This bill proposes to do so in five ways. Firstly, this bill responds to the public sentiment and evidence that there are already too many pokies and venues in some locations and districts by adding public sentiment and evidence of harm to the major criteria to be applied in developing a territorial authority’s gambling venue policy. It empowers local authorities, after consulting the community and affected operators, to eliminate or reduce the number of pokie machines and venues in particular suburbs or towns where public sentiment or evidence of harm justifies this.

Secondly, it cuts out racing and racing stake money as an authorised “charitable” purpose that is inconsistent with the community benefit tenor of the rest of the principal Act.
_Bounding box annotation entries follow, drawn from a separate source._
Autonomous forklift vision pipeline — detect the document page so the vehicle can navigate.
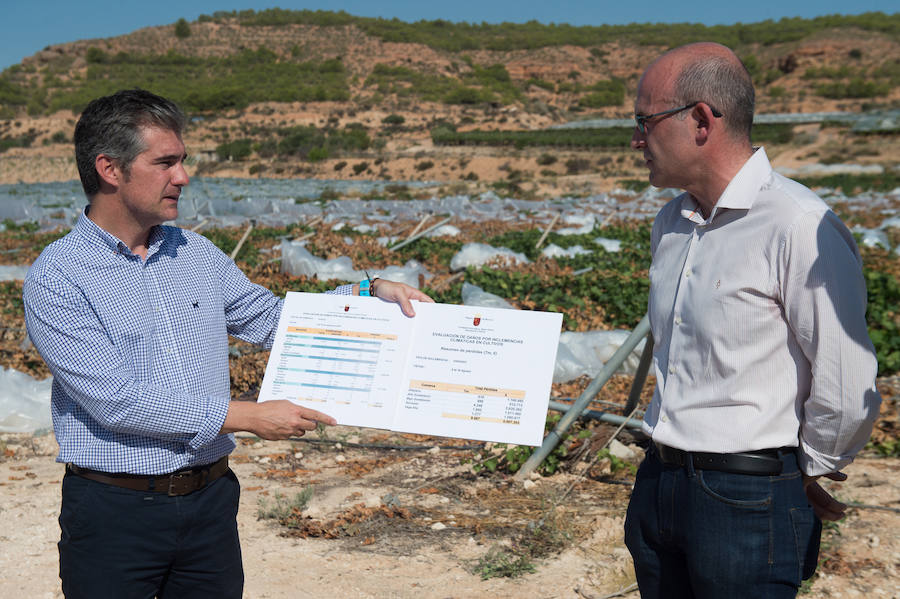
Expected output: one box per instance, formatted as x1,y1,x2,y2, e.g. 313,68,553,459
394,303,562,445
259,292,414,429
259,292,562,445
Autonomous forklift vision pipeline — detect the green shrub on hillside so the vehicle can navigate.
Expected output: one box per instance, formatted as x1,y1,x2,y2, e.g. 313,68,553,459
175,18,191,39
431,127,634,148
201,8,900,52
578,79,625,108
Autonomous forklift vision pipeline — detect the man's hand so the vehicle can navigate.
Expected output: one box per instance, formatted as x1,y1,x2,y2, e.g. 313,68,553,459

Special consideration for this industry alone should not continue when community and iwi organisations are so desperately short of funding.

Thirdly, it requires the distribution of proceeds to be carried out primarily for the benefit of community, sporting, and social service organisations operating within, and for the benefit of, the geographic community in which the venue is located. It specifically requires all pokie-machine trusts, corporate societies, and other distributors of the proceeds of gambling machines to return at least 80 percent of these funds generated by gamblers’ losses on local pokie machines back into the charitable organisations that are meeting the priority needs in the same local authority area as the venue, and within the same local authority ward, local board subdivision, or community board area where such subdivisions exist.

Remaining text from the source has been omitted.